One can always tie the moos outside the aquarium. It's easier but then you'll the trouble in glueing the wood. If you think this was difficult, you must take a look at my 300l !!! It was insane timing all that moss!
And i changed the moss in this one some months ago. So it was double work  Changed to Taxiphyllum barbieri. Willlow is a "large" moss for this size.
Jordi have a point in what he is saying.


----------



## flygja (29 Jun 2015)

Pedro Rosa said:


> I entered but it's not a good "format" for IAPLC. My 300l is more "Nature". This is a landscape aquascape that many people don't like.


A look at the past years' top 27 will tell you otherwise. Mostly dominated by strong landscapes.


----------



## Pedro Rosa (29 Jun 2015)

flygja said:


> A look at the past years' top 27 will tell you otherwise. Mostly dominated by strong landscapes.

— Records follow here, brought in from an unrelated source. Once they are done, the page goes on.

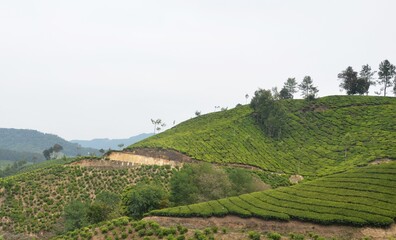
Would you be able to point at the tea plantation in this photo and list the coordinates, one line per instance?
(360, 197)
(328, 135)
(33, 202)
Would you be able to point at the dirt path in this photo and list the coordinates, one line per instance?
(237, 225)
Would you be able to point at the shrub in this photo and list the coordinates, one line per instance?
(254, 235)
(274, 236)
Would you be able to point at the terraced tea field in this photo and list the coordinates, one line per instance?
(360, 197)
(328, 135)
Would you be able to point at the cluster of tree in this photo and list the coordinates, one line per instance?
(268, 112)
(79, 214)
(354, 83)
(142, 198)
(158, 125)
(11, 169)
(192, 184)
(49, 153)
(290, 87)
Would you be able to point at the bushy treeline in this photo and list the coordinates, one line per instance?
(192, 184)
(354, 83)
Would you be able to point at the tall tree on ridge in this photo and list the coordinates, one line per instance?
(291, 86)
(307, 88)
(386, 72)
(367, 76)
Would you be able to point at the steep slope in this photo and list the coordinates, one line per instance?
(106, 143)
(364, 196)
(24, 140)
(324, 136)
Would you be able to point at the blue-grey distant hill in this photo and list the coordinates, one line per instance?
(105, 143)
(24, 144)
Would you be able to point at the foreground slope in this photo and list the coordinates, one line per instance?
(361, 197)
(33, 202)
(327, 135)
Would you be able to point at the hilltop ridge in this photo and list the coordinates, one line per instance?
(324, 136)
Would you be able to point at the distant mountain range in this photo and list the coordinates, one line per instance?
(105, 143)
(24, 144)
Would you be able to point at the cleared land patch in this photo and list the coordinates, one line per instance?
(313, 142)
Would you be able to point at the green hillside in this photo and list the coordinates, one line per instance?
(363, 196)
(33, 202)
(313, 142)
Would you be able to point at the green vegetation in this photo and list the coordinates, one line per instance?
(28, 145)
(312, 142)
(143, 198)
(204, 182)
(34, 201)
(363, 196)
(126, 228)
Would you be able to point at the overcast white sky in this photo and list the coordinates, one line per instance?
(93, 69)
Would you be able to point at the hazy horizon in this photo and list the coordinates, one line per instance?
(100, 69)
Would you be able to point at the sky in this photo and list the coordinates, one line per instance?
(102, 69)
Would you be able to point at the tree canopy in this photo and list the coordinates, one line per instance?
(308, 90)
(268, 112)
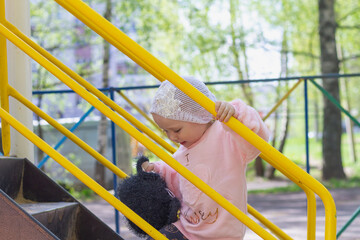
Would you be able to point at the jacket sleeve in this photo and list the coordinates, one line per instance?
(170, 176)
(251, 119)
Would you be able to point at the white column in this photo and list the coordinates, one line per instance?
(19, 69)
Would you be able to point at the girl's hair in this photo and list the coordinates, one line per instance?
(170, 102)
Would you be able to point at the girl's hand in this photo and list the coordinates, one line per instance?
(148, 167)
(224, 111)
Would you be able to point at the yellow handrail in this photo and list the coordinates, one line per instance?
(67, 133)
(135, 52)
(135, 133)
(88, 86)
(4, 96)
(74, 170)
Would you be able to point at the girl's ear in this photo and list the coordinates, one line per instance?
(174, 211)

Some of them you're right, mainly number one 
But there are some Nature Aquariums at the top. They changed the rules last year, as you probably remember and I think they will apply them this year! But with ADA we never know. Now there will be no NA Party... next year what will change?


----------



## Pedro Rosa (21 Jul 2015)

Some updates...
Almost 7 month and almost all ok.

New fish: Hasemania nana, 20x
A very good school fish ant they are very funny to watch.

Some photos:


----------



## Jaydip (21 Jul 2015)

Nice tank.Love this video too.


----------



## Greenfinger2 (28 Jul 2015)

Hi Pedro Stunning Aquascape


----------



## ismayandi (31 Jul 2015)

man...that is awesome....


----------



## Pedro Rosa (31 Jul 2015)

Thanks guys! 

After the "in situ" photo you can see above, now it's time for what could be the last photos of this layout (but i'm thinking of a little movie). Photos for some contests were also taken sometime ago. 
It's not as good as i would like but we learn something on each setup. 
Glad to have the will to keep on planning more aquariums


----------



## ismayandi (4 Aug 2015)

just love the cave you have there...and it would be best if you take the photo without the equipment inside on the FTS. BTW excellent work....


----------



## Simon Day (4 Aug 2015)

Really impressed with all your tanks …..this one looks bigger 60l.

What lens have you used on the FTS and close ups ?… lighting is really good also.


----------



## Pedro Rosa (5 Aug 2015)

A small movie to show how Lost Nature is with 8 months and near to this aquascape end.
It was a wonderful time and many challenges to keep it going.

Enjoy


----------



## Andy D (5 Aug 2015)

Great video! Great tank!


----------



## Pedro Rosa (5 Aug 2015)

Simon Day said:


> Really impressed with all your tanks …..this one looks bigger 60l.
> What lens have you used on the FTS and close ups ?… lighting is really good also.



Sorry, I missed you question... on the pictures i used a 17-85 USM (Canon).
The latest video i used 3 lens... described at the end of the video.

Pedro.


----------



## Greenfinger2 (5 Aug 2015)

Hi Pedro, Great video.And one Awesome AquaScape


----------



## Alexander Belchenko (6 Aug 2015)

Very cool video, watched with big interest. Your video helped to see your tank in a whole, somehow I lost in close-ups shots, but video helped to see the whole picture again. Many thanks, I really enjoyed. (Slightly envy to your foto/video skills.) Please keep this great photos and videos coming!


----------



## Pedro Rosa (6 Aug 2015)

Thanks guys.



Alexander Belchenko said:


> Very cool video, watched with big interest. Your video helped to see your tank in a whole, somehow I lost in close-ups shots, but video helped to see the whole picture again. Many thanks, I really enjoyed. (Slightly envy to your foto/video skills.) Please keep this great photos and videos coming!



ahah, like you don't have fabulous pictures on your aquarius! 

Waiting to upload some photos and videos from my 300l aquarium!!!


----------